Arnaud Beltrame est mort en martyr. Non comme ces assassins qui égorgent, massacrent, achèvent les blessés, et considèrent la vie humaine comme un résidu dont il faut se débarrasser. Non comme un fanatique qui jauge le sacrifice selon l'explosion qui anéantit des existences innocentes. Mais en homme brave, responsable, qui a jugé qu'il n'était pas vain de sauver la vie d'une femme sans défense contre la sienne, parce que, pour un soldat, donner sa vie est un honneur et un service, un contrat avec la patrie, avec soi-même, et peut-être avec ce qui est encore plus élevé.
Tout à coup, notre pauvre France, si rabaissée, si meurtrie, si humiliée, et, il faut bien le dire, si petite, si vile, parfois, a renoué avec son âme, avec l'esprit qui est son origine. Il est grand de s'immoler, sans porter tort à autrui, comme Dominique Venner, qui a renouvelé, en plein XXIe siècle, le geste antique des stoïciens ou des samouraïs. Mais Venner protestait, criait contre la mort de notre civilisation. Il y avait quelque chose de déclamatoire, de stylé, dans son acte. Un peu comme le témoignage des martyrs chrétiens jetés aux lions.
Avec le lieutenant colonel Arnaud Beltrame, on est dans une autre dimension. Peut-être pourrait-on évoquer, non le geste, mais la geste, celle des chevaliers de nos vielles chansons médiévales, dont les exploits se voient sur les vitraux ou les chapiteaux de nos églises romanes ou de nos monastères. Mais nos guerriers francs étaient encore trop orgueilleux. Car ce n'est certes pas une prouesse belliqueuse, qui a été accomplie pour notre mémoire, mais un service, mais un office, une offrande humble, sans haine, sans ostentation vaine, sans ornement : un sacrifice chrétien, comme celui que fit Celui qui subit la croix pour l'humanité, et d'une telle simplicité que l'on ne peut que la figurer que comme une prière pure, claire et traversée de lumière.

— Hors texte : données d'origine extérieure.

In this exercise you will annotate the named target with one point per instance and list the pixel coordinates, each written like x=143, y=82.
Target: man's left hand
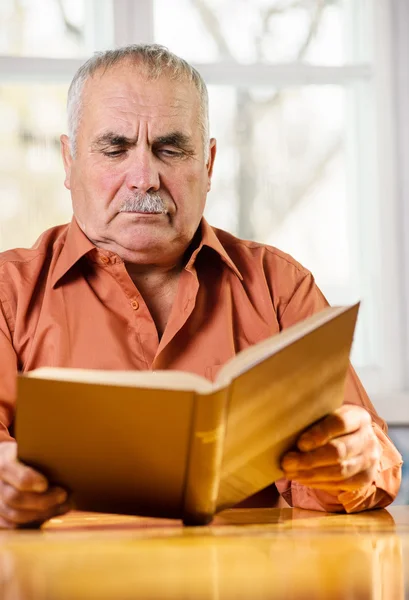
x=339, y=453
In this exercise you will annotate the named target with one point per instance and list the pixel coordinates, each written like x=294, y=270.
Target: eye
x=170, y=153
x=114, y=153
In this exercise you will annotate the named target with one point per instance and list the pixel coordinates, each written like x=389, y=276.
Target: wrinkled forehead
x=129, y=86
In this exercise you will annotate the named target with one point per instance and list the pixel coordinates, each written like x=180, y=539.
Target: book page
x=248, y=358
x=175, y=380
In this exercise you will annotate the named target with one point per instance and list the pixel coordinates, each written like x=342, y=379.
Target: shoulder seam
x=271, y=250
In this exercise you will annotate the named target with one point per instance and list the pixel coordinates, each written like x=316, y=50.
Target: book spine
x=205, y=458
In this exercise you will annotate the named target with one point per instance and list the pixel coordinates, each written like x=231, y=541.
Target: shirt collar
x=77, y=245
x=210, y=239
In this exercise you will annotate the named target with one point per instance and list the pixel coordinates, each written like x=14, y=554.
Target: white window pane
x=281, y=177
x=314, y=31
x=32, y=194
x=52, y=28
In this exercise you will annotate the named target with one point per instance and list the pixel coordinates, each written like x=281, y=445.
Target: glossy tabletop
x=247, y=553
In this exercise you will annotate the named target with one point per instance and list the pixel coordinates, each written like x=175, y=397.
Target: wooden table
x=247, y=553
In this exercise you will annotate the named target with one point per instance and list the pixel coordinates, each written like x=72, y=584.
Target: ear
x=67, y=159
x=210, y=162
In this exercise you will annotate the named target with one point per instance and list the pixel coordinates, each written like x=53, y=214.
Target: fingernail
x=62, y=496
x=39, y=486
x=306, y=444
x=290, y=464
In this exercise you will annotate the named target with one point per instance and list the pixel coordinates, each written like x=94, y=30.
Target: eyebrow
x=175, y=138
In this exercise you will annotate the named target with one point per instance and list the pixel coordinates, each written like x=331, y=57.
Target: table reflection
x=292, y=554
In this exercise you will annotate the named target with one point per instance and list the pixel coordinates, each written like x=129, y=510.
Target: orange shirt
x=66, y=303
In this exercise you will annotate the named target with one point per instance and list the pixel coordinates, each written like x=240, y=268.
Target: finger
x=334, y=452
x=5, y=524
x=22, y=517
x=22, y=477
x=359, y=481
x=336, y=473
x=31, y=500
x=344, y=420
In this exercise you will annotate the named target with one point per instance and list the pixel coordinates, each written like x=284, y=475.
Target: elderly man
x=139, y=280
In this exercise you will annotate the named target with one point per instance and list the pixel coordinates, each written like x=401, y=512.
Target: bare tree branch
x=72, y=29
x=213, y=26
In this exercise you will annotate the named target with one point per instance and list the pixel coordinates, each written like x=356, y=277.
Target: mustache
x=149, y=202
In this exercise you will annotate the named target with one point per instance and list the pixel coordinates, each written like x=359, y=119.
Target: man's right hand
x=25, y=496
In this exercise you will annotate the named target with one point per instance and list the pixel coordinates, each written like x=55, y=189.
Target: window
x=301, y=102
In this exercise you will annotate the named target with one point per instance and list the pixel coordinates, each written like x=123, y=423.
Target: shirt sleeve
x=306, y=301
x=8, y=373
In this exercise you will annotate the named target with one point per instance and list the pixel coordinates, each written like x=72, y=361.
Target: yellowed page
x=175, y=380
x=273, y=402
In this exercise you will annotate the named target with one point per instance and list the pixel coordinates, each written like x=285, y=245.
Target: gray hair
x=157, y=61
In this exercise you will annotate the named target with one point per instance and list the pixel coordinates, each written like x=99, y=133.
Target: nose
x=143, y=173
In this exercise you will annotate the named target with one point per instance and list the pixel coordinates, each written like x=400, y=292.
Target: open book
x=172, y=444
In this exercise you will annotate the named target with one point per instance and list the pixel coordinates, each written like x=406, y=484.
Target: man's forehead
x=129, y=83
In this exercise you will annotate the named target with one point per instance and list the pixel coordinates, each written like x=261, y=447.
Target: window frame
x=387, y=382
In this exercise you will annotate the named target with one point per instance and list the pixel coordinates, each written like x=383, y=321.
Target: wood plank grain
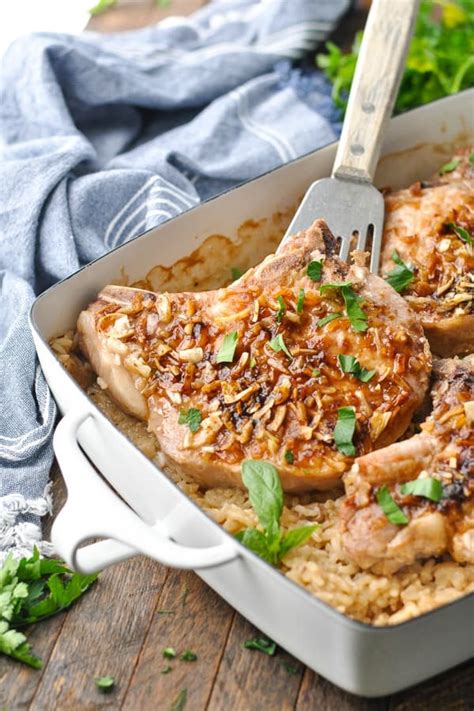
x=318, y=693
x=249, y=680
x=102, y=635
x=451, y=691
x=201, y=623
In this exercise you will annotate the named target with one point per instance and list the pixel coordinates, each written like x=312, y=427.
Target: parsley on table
x=355, y=314
x=315, y=269
x=429, y=488
x=266, y=497
x=350, y=364
x=401, y=276
x=261, y=645
x=278, y=344
x=192, y=418
x=344, y=431
x=227, y=350
x=439, y=60
x=461, y=233
x=281, y=308
x=105, y=683
x=300, y=302
x=391, y=510
x=32, y=589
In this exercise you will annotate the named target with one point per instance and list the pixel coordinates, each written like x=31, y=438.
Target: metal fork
x=348, y=201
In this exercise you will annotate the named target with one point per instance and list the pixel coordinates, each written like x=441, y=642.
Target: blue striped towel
x=104, y=136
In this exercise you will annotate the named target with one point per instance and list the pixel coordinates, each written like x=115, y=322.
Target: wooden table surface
x=118, y=629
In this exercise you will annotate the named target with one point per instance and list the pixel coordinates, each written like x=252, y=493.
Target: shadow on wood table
x=139, y=607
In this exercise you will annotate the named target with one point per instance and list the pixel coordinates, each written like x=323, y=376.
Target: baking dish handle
x=94, y=510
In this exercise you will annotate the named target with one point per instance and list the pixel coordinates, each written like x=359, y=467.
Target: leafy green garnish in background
x=261, y=645
x=350, y=364
x=389, y=507
x=401, y=275
x=344, y=431
x=105, y=683
x=266, y=496
x=32, y=589
x=440, y=59
x=429, y=488
x=227, y=350
x=461, y=233
x=192, y=418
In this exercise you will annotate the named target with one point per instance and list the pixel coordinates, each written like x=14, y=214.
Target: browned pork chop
x=422, y=225
x=251, y=371
x=443, y=451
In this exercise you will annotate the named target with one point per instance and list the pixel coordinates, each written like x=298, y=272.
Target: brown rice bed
x=320, y=565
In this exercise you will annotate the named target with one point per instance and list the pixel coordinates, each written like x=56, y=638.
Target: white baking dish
x=160, y=520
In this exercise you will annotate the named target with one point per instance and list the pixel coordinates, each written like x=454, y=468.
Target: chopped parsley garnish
x=300, y=302
x=261, y=645
x=429, y=488
x=449, y=167
x=314, y=270
x=289, y=456
x=105, y=683
x=350, y=364
x=169, y=652
x=32, y=589
x=282, y=308
x=344, y=431
x=278, y=344
x=192, y=418
x=401, y=276
x=389, y=507
x=179, y=702
x=266, y=497
x=356, y=315
x=328, y=319
x=227, y=350
x=461, y=233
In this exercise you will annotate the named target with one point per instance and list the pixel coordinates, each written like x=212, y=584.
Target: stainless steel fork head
x=348, y=207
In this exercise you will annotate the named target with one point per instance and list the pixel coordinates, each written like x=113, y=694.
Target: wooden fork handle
x=374, y=89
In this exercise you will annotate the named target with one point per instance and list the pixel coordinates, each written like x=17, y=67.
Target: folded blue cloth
x=105, y=136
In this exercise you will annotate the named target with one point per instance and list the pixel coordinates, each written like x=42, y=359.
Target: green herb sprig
x=32, y=589
x=266, y=497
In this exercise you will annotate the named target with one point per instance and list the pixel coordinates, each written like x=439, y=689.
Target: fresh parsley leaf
x=401, y=276
x=169, y=652
x=314, y=270
x=192, y=418
x=105, y=683
x=350, y=364
x=289, y=456
x=327, y=319
x=179, y=702
x=449, y=167
x=266, y=496
x=282, y=308
x=300, y=302
x=344, y=431
x=227, y=350
x=389, y=507
x=461, y=233
x=429, y=488
x=278, y=344
x=261, y=645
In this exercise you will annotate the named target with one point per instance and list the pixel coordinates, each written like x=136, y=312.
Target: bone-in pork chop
x=429, y=478
x=430, y=226
x=304, y=361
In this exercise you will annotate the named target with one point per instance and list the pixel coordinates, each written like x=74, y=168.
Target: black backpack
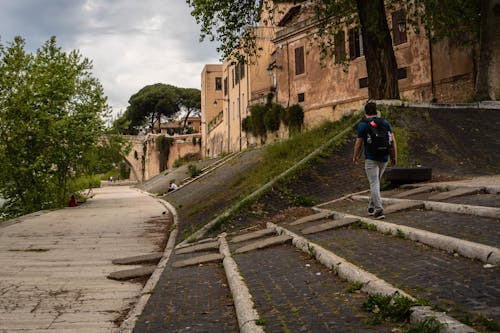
x=378, y=140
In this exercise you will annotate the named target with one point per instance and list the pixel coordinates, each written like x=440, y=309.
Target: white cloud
x=131, y=43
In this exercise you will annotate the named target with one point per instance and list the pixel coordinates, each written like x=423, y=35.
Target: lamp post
x=228, y=121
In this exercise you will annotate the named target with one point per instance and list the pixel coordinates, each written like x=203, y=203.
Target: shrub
x=293, y=118
x=257, y=113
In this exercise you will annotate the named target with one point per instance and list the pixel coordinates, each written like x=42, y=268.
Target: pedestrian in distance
x=377, y=137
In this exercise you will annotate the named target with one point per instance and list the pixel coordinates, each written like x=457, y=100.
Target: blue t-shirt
x=362, y=131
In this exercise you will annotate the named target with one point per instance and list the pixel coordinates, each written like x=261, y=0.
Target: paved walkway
x=54, y=265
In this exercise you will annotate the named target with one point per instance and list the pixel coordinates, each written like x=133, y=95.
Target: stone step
x=128, y=274
x=252, y=235
x=313, y=217
x=264, y=243
x=198, y=260
x=198, y=248
x=152, y=258
x=328, y=225
x=418, y=190
x=453, y=193
x=402, y=206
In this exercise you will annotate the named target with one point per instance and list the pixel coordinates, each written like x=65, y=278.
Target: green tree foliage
x=293, y=118
x=51, y=111
x=149, y=104
x=190, y=101
x=257, y=113
x=272, y=118
x=463, y=21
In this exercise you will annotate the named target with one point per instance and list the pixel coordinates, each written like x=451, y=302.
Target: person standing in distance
x=379, y=145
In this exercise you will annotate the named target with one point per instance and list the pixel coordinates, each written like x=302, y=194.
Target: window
x=363, y=82
x=339, y=41
x=299, y=61
x=399, y=27
x=242, y=71
x=218, y=83
x=355, y=43
x=236, y=72
x=402, y=73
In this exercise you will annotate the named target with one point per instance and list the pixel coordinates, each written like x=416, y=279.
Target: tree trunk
x=488, y=37
x=381, y=63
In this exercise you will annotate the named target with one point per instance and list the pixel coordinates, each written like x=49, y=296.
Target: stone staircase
x=438, y=246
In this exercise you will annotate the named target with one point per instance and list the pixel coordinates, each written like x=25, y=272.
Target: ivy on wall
x=163, y=145
x=268, y=117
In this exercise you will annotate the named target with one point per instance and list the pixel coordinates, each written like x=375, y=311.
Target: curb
x=471, y=250
x=482, y=211
x=128, y=324
x=371, y=283
x=245, y=308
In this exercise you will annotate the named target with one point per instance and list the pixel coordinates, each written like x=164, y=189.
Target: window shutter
x=299, y=60
x=399, y=22
x=340, y=46
x=353, y=41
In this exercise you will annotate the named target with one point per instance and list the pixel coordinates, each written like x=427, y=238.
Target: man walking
x=379, y=144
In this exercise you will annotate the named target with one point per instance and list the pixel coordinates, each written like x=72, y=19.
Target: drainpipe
x=239, y=104
x=433, y=87
x=288, y=72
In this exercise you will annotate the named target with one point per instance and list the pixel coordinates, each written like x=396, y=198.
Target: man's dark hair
x=371, y=109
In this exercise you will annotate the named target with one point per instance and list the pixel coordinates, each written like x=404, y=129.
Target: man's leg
x=373, y=172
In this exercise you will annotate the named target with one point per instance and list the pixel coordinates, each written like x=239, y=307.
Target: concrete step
x=133, y=273
x=420, y=273
x=454, y=193
x=152, y=258
x=417, y=190
x=198, y=260
x=198, y=248
x=310, y=218
x=263, y=243
x=329, y=225
x=252, y=235
x=402, y=206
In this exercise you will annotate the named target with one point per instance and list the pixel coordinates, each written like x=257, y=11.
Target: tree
x=152, y=102
x=228, y=21
x=51, y=111
x=190, y=100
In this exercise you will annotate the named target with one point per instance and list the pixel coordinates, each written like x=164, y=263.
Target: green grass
x=428, y=325
x=394, y=308
x=276, y=159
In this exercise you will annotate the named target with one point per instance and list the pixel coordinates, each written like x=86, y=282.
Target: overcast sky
x=132, y=43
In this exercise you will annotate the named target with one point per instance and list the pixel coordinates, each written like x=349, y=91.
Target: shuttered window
x=355, y=43
x=299, y=61
x=339, y=47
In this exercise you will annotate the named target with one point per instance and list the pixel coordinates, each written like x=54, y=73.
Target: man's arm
x=394, y=151
x=357, y=150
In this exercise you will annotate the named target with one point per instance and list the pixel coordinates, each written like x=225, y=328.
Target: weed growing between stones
x=394, y=308
x=428, y=325
x=354, y=286
x=261, y=322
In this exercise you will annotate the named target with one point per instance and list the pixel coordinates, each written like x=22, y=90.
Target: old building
x=291, y=67
x=326, y=89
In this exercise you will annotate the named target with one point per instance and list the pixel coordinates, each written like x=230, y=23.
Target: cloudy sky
x=132, y=43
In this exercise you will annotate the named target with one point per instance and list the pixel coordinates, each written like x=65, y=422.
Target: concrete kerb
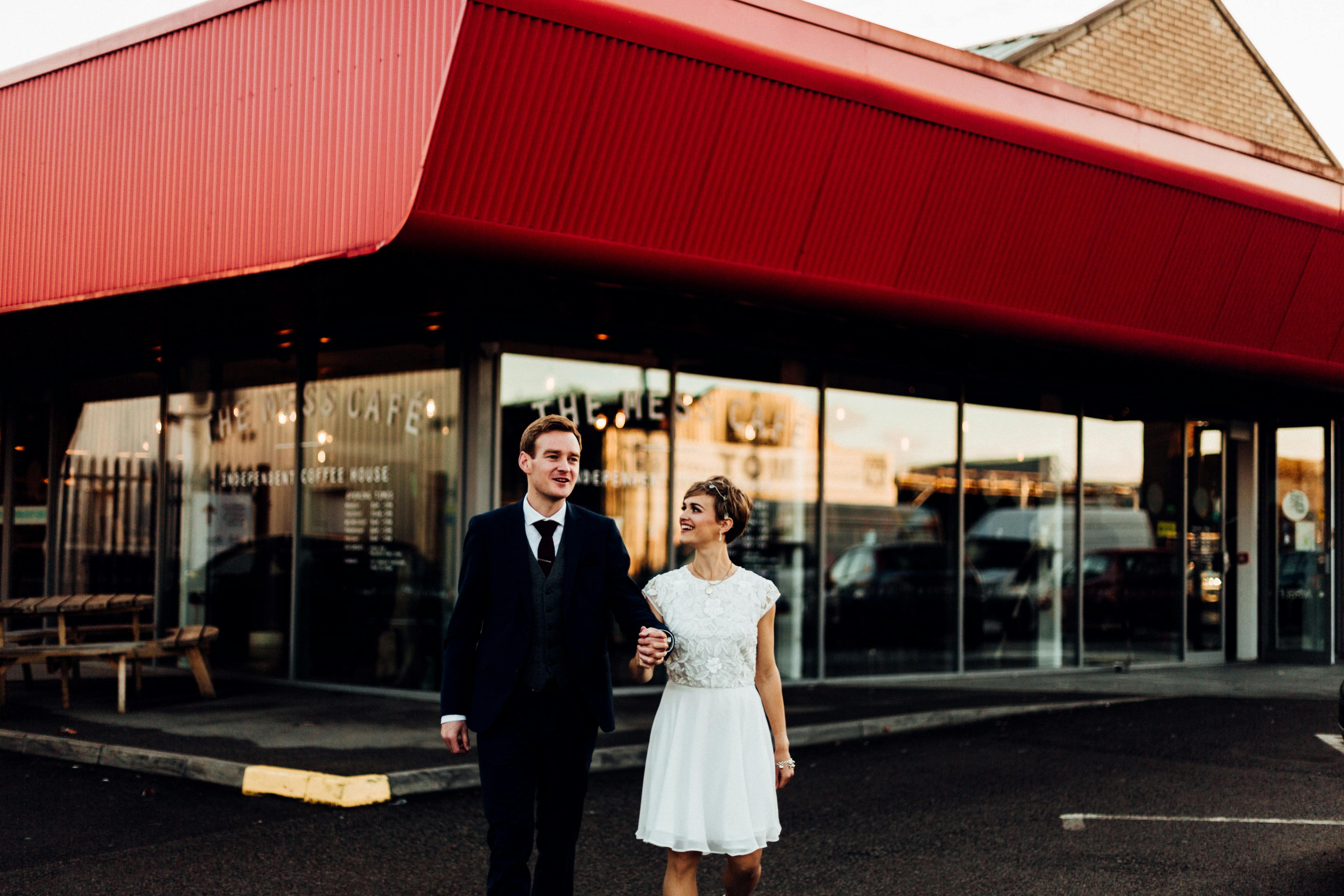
x=363, y=790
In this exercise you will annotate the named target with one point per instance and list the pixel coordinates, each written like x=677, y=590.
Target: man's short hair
x=549, y=424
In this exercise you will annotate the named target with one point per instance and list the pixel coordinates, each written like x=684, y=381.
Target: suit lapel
x=573, y=542
x=517, y=539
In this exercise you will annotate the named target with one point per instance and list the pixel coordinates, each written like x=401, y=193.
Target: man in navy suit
x=526, y=664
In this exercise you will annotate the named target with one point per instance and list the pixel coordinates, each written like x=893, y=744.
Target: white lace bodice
x=715, y=633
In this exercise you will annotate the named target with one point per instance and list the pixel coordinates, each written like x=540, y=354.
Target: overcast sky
x=1299, y=38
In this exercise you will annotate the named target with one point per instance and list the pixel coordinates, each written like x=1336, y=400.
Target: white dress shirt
x=534, y=541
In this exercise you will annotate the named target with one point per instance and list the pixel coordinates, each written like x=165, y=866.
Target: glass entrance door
x=1206, y=561
x=1302, y=594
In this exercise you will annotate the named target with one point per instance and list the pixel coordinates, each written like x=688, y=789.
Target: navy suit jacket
x=491, y=628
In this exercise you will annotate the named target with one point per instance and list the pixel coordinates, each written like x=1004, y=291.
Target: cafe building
x=1019, y=375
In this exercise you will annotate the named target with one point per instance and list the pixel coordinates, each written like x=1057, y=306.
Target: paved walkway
x=263, y=723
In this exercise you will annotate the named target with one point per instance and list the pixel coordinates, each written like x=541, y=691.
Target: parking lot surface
x=959, y=811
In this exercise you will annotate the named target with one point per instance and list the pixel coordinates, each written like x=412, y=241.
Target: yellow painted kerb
x=316, y=788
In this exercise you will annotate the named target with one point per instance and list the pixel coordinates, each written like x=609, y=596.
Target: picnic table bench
x=73, y=641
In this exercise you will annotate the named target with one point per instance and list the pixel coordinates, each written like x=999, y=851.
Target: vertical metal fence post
x=1078, y=536
x=962, y=530
x=822, y=530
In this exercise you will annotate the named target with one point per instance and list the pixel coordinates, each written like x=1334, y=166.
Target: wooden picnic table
x=72, y=641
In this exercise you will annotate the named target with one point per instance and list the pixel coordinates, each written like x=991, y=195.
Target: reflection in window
x=380, y=526
x=764, y=437
x=890, y=583
x=1132, y=582
x=105, y=507
x=1302, y=596
x=623, y=416
x=1021, y=481
x=232, y=461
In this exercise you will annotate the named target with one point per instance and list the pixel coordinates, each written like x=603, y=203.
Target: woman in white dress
x=714, y=765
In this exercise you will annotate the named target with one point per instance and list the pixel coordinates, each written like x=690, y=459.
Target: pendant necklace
x=710, y=586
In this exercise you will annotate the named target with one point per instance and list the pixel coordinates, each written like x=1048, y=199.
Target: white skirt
x=709, y=780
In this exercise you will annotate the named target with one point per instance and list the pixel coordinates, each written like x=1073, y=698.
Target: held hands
x=786, y=774
x=455, y=737
x=654, y=648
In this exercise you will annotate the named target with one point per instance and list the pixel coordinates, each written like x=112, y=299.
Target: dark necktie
x=546, y=550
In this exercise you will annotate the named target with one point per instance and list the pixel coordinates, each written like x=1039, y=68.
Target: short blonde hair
x=549, y=424
x=730, y=503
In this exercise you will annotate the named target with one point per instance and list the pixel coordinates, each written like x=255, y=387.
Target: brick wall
x=1182, y=57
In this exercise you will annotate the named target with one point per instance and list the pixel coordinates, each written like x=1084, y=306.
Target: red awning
x=259, y=136
x=765, y=147
x=613, y=140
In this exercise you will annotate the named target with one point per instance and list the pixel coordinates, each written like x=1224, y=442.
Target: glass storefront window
x=764, y=437
x=380, y=526
x=1302, y=601
x=1021, y=481
x=892, y=528
x=107, y=500
x=232, y=488
x=623, y=414
x=29, y=455
x=1132, y=581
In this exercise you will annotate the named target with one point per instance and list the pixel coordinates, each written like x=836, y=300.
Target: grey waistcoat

Que nos gouvernants, de droite et de gauche, qui ont plongé notre nation dans l'une des pires décadences de notre histoire, ne s'y trompent pas. Leurs discours ronflants ne réussiront pas à récupérer un sacrifice aussi grand. Ils sont trop nains, pour cela ! Le lieutenant colonel Beltrame n'appartient qu'à son pays, par-delà les siècles. Il demeure, pour nous, un exemple.